The ‘antique’ design of both the armchairs and the side chairs and stools reflecting both classical antiquity and in the case of the fluted legs to the chairs and stools the renaissance taste, would have appealed greatly to Beckford’s sensibilities. The ebonised surface of this furniture would have been in keeping with the oriental lacquer and earlier pieces of ebony furniture Beckford is known to have collected which we now know originally emanated from the Coromandel Coast of India or Batavia some of which is illustrated in situ in John Britton’s Graphical and Literary Illustrations of Fonthill Abbey of 1823. Such pieces were highly prized by the bibliophile collectors of this period, attracted by their early origins (see Sotheby’s London, 3 May 2018, lot 130 for a pair of ebony cabinets which were possibly at Fonthill).

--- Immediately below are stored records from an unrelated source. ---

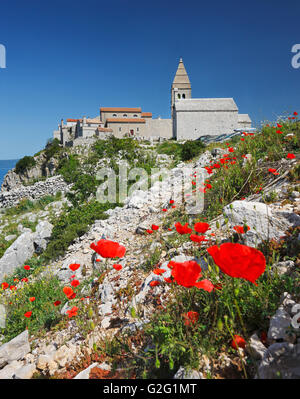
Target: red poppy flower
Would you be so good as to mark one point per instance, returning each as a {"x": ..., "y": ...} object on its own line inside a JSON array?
[
  {"x": 72, "y": 312},
  {"x": 154, "y": 283},
  {"x": 74, "y": 266},
  {"x": 159, "y": 271},
  {"x": 75, "y": 283},
  {"x": 238, "y": 341},
  {"x": 183, "y": 229},
  {"x": 201, "y": 227},
  {"x": 239, "y": 260},
  {"x": 109, "y": 249},
  {"x": 68, "y": 292},
  {"x": 196, "y": 238},
  {"x": 240, "y": 229},
  {"x": 4, "y": 286},
  {"x": 190, "y": 318}
]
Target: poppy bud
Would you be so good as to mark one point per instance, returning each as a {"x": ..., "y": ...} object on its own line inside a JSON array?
[{"x": 220, "y": 325}]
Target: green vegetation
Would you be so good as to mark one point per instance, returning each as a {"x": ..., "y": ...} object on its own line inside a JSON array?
[
  {"x": 182, "y": 152},
  {"x": 24, "y": 164}
]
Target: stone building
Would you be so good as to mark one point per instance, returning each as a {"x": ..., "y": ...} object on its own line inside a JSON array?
[
  {"x": 191, "y": 118},
  {"x": 196, "y": 117}
]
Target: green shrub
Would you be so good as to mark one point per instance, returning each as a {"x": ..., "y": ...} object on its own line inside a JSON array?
[
  {"x": 24, "y": 164},
  {"x": 191, "y": 149}
]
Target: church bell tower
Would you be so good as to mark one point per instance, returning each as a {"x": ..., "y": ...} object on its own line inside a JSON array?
[{"x": 181, "y": 87}]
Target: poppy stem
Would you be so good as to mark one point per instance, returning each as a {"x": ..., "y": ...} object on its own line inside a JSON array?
[{"x": 234, "y": 340}]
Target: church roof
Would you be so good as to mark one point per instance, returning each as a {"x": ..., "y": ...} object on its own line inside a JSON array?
[
  {"x": 103, "y": 109},
  {"x": 244, "y": 118},
  {"x": 206, "y": 104},
  {"x": 181, "y": 80}
]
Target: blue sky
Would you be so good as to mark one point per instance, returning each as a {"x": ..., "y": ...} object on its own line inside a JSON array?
[{"x": 66, "y": 58}]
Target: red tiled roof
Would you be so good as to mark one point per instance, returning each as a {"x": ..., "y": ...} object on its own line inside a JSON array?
[
  {"x": 126, "y": 120},
  {"x": 104, "y": 129},
  {"x": 120, "y": 110}
]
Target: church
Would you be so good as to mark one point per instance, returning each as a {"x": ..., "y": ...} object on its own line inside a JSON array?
[{"x": 191, "y": 119}]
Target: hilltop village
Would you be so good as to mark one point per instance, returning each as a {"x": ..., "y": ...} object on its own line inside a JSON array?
[{"x": 191, "y": 119}]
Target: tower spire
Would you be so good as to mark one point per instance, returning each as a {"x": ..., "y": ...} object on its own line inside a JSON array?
[{"x": 181, "y": 79}]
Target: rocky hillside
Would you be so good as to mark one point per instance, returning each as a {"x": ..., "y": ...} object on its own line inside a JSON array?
[{"x": 144, "y": 288}]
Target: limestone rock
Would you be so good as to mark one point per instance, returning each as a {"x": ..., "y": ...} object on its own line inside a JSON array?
[{"x": 15, "y": 349}]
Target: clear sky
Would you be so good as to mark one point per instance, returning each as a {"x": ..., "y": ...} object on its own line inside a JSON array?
[{"x": 66, "y": 58}]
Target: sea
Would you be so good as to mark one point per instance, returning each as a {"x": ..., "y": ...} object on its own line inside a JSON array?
[{"x": 5, "y": 166}]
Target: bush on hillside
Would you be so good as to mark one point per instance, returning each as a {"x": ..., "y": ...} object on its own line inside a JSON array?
[{"x": 24, "y": 164}]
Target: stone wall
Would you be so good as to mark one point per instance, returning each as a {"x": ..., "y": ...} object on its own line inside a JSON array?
[
  {"x": 191, "y": 125},
  {"x": 38, "y": 190}
]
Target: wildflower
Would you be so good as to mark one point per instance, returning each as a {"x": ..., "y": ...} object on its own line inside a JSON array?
[
  {"x": 159, "y": 271},
  {"x": 201, "y": 227},
  {"x": 240, "y": 229},
  {"x": 187, "y": 273},
  {"x": 74, "y": 266},
  {"x": 154, "y": 283},
  {"x": 68, "y": 292},
  {"x": 183, "y": 229},
  {"x": 190, "y": 318},
  {"x": 196, "y": 238},
  {"x": 239, "y": 260},
  {"x": 109, "y": 249},
  {"x": 72, "y": 312},
  {"x": 4, "y": 286},
  {"x": 238, "y": 341}
]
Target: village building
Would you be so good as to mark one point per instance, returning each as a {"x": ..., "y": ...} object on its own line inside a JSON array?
[{"x": 191, "y": 119}]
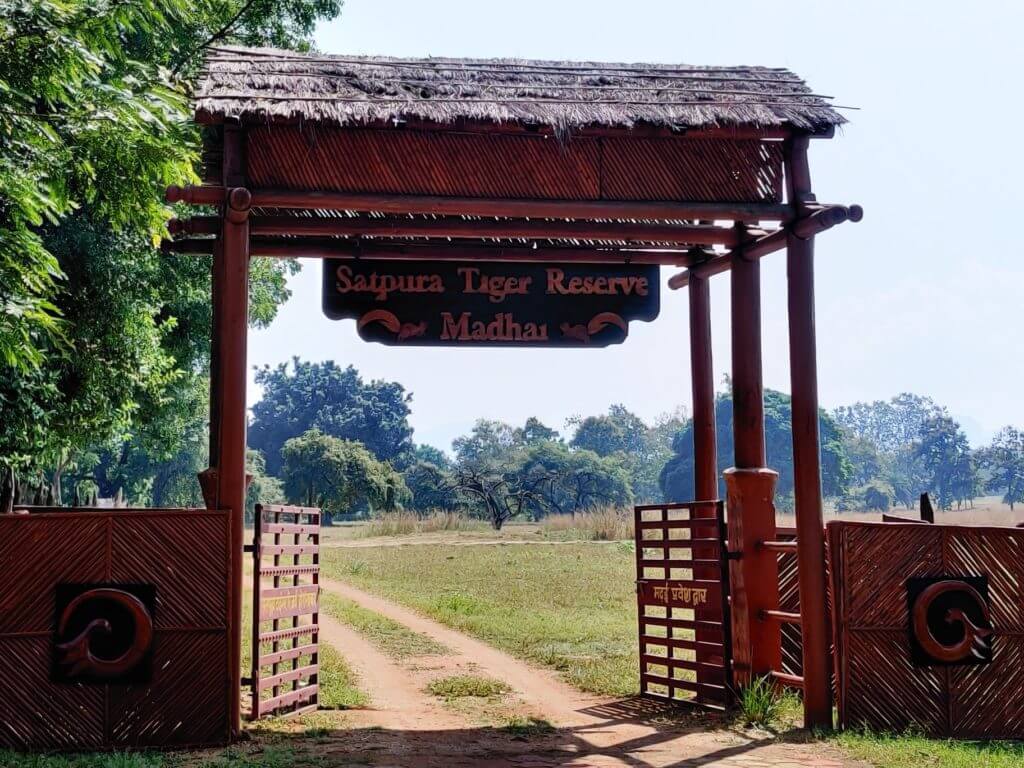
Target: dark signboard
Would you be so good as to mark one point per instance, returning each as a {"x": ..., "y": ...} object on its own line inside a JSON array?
[{"x": 489, "y": 303}]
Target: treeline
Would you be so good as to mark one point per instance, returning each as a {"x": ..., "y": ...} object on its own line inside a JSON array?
[{"x": 322, "y": 435}]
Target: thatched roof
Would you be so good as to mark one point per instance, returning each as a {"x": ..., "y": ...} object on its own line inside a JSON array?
[{"x": 262, "y": 84}]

Whether this seat furniture was originally commissioned by Beckford and with every possibility designed by him, for Fonthill or Lansdown Tower is open to conjecture. What makes them so important however, in the history of English furniture, is the design, an early example of the antiquarian taste, a precursor to the more widely adopted historicism that was to pervade furniture design more prevalently in the nineteenth century. The group truly demonstrates the sophisticated taste of one of England’s most celebrated connoisseur collectors, a visionary and a gentleman responsible in part for a revival that was to dominate rest of that century.

Following Beckford’s death in 1844, this group of furniture passed to his daughter and son-in-law, Alexander, 10th Duke of Hamilton (1767-1852) who, like Beckford, was a passionate collector. He often vied with his father-in-law over purchases and it serves as a further testament to Beckford’s taste that these were amongst the possessions that the Duke added to his collection.